Dein Whyte, an investigator with the Economic and Financial Crimes Commission, EFCC and witness in the ongoing trial of Nigerian singer Azeez Fashola (a.k.a Naira Marley), has revealed that the musician’s credit card was flagged for fraud.
Whyte, who is the 10th prosecution witness, PW10, in the Naira Marley trial for internet fraud, revealed this to Justice Nicholas Oweibo of the Federal High Court sitting in Ikoyi, Lagos.
He told Justice Oweibo how a card payment platform, Visa, flagged one of the credit card details found on a device belonging to the singer due to fraudulent transactions.
EFCC disclosed this in a statement on X with Naira Marley standing trial on 11-count charges bordering on conspiracy and credit card fraud brought against him by the Commission.
Whyte stated, “As part of the findings from the investigation, forensic analysis revealed that malicious programmes that are being used to illegally obtain credit card information, which can be used for card non-present transactions, were found on the device that was recovered from the defendant upon his arrest.”
Led in evidence by the prosecution counsel, Bilikisu Buhari, the PW10 also revealed that there were malicious tools used to disguise the active location of an internet user when his or her devices are connected to the internet.
Whyte further stated, “Tools that are used to verify the validity, active state and accuracy of credit card credentials as well as the region of the issuer of that card were discovered on the defendant’s device.
“The analysis further revealed the website that had been accessed on the computer of the defendant through his browser history.

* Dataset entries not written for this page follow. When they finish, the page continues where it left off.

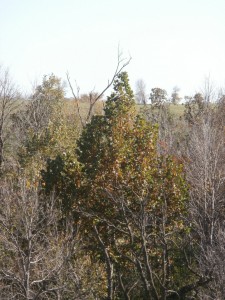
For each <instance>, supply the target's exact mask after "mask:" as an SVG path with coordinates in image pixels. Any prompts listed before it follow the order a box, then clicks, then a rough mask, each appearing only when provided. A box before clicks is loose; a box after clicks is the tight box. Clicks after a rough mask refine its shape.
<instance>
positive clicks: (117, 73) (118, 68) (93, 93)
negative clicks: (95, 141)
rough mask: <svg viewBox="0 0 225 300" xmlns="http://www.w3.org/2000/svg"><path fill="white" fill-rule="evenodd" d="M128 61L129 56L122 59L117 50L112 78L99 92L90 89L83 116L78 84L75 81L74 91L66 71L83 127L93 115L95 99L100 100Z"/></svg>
mask: <svg viewBox="0 0 225 300" xmlns="http://www.w3.org/2000/svg"><path fill="white" fill-rule="evenodd" d="M130 61H131V58H129V59H124V58H123V57H122V53H121V52H120V51H118V57H117V65H116V69H115V71H114V73H113V76H112V78H111V79H110V80H108V83H107V85H106V87H105V88H104V89H103V90H102V91H101V92H100V93H96V92H95V91H91V92H90V93H89V95H88V112H87V114H86V116H85V117H83V116H82V113H81V108H80V103H79V98H80V97H79V93H80V88H79V86H78V85H77V83H76V81H75V87H76V91H75V89H74V87H73V85H72V82H71V79H70V76H69V73H67V81H68V84H69V87H70V90H71V92H72V95H73V98H74V100H75V103H76V109H77V113H78V116H79V120H80V123H81V125H82V127H84V126H85V124H86V123H88V122H89V121H90V119H91V117H92V115H93V109H94V106H95V105H96V103H97V101H98V100H100V99H101V98H102V97H103V95H104V93H105V92H106V91H107V90H108V89H109V88H110V87H111V86H112V84H113V82H114V80H115V79H116V77H117V76H118V75H119V74H120V73H121V71H122V70H123V69H124V68H125V67H126V66H127V65H128V64H129V63H130Z"/></svg>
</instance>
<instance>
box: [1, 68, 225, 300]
mask: <svg viewBox="0 0 225 300" xmlns="http://www.w3.org/2000/svg"><path fill="white" fill-rule="evenodd" d="M8 76H9V75H8V73H7V72H6V73H4V72H3V73H2V74H1V78H2V79H1V81H0V86H1V90H0V168H1V175H0V176H1V177H0V201H1V209H0V298H1V299H223V297H224V296H223V295H224V292H225V291H224V286H225V285H224V282H225V277H224V269H225V263H224V261H225V259H224V258H225V257H224V253H225V252H224V250H225V249H224V242H225V228H224V208H225V206H224V204H225V200H224V178H225V176H224V175H225V168H224V166H225V164H224V157H225V155H224V154H225V153H224V151H225V150H224V149H225V148H224V128H225V127H224V126H225V118H224V109H225V106H224V97H223V95H220V97H219V101H217V102H214V103H213V104H212V103H211V102H210V101H209V100H210V97H209V95H207V96H205V95H204V94H196V95H195V96H194V97H189V98H188V99H186V100H187V101H186V104H185V109H184V112H183V114H182V115H180V116H176V115H174V114H172V113H171V110H170V104H169V103H168V101H167V100H166V99H167V98H166V92H165V91H164V90H161V89H159V88H155V89H152V93H151V95H150V98H151V99H154V101H152V104H149V105H147V104H146V102H145V103H144V105H143V106H142V108H141V109H137V105H136V103H135V96H134V94H133V91H132V89H131V87H130V85H129V79H128V74H127V73H126V72H124V71H123V68H122V69H120V68H119V71H118V72H117V73H116V75H115V76H114V77H113V91H112V93H111V95H110V96H108V97H107V100H106V101H103V100H102V98H101V97H102V94H101V93H100V94H95V95H91V94H89V95H87V96H82V97H80V98H79V97H78V96H76V95H75V94H74V99H73V100H65V88H64V86H63V85H62V83H61V80H60V79H59V78H57V77H56V76H54V75H50V76H45V77H44V78H43V82H42V84H41V85H40V86H38V87H37V88H36V89H35V92H34V93H33V95H32V96H31V97H30V99H29V100H26V101H23V100H22V97H21V96H20V95H19V94H18V93H17V92H16V89H15V86H14V85H12V84H11V81H10V80H9V77H8ZM3 79H4V80H3ZM68 79H69V78H68ZM69 84H70V81H69ZM71 87H72V86H71ZM174 97H175V96H174ZM176 98H178V96H177V94H176ZM85 99H86V100H85ZM213 100H214V99H213ZM172 102H173V103H175V101H174V100H173V101H172ZM84 104H85V107H86V108H85V109H86V112H87V113H86V114H85V113H84V112H82V109H81V108H82V105H84ZM174 105H178V104H174ZM83 109H84V106H83Z"/></svg>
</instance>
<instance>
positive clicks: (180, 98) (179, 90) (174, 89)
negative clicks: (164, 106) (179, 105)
mask: <svg viewBox="0 0 225 300" xmlns="http://www.w3.org/2000/svg"><path fill="white" fill-rule="evenodd" d="M179 91H180V89H179V88H178V87H177V86H175V87H174V88H173V91H172V94H171V103H172V104H179V102H180V101H181V97H180V95H179Z"/></svg>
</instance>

The websites include sites where credit card information are illegally traded.”
Whyte explained further that the phone and the laptop recovered from the defendant were both registered with his credentials, name, and email address.
He was then asked by the prosecution counsel to state the result of his findings on the credit card details on the defendant’s device.
Whyte stated, “With respect to the card details recovered from the device of the defendant, investigations revealed that he also exchanged those details with other persons.”
He further stated that one of the cards was reported to have been fraudulently used for a transaction by Visa.
According to him, the card details that were in possession of the defendant’s device neither belonged to him nor were issued to him by any financial institution.
During a cross-examination by the defendant’s counsel, Olalekan Ojo (SAN), Whyte informed the court that a letter of investigation was written to Visa.
He added that the payment platform thereafter confirmed that the card had been flagged for fraudulent transactions.
Whyte, however, said that Visa didn’t link the credit card fraud to the defendant’s device “because the investigation was on the card and not on the device being used for the fraud.”
He also stressed that Visa is a payment platform and not a telecommunications company. Justice Oweibo adjourned the case to March 6 and 7, 2024, for the continuation of the trial.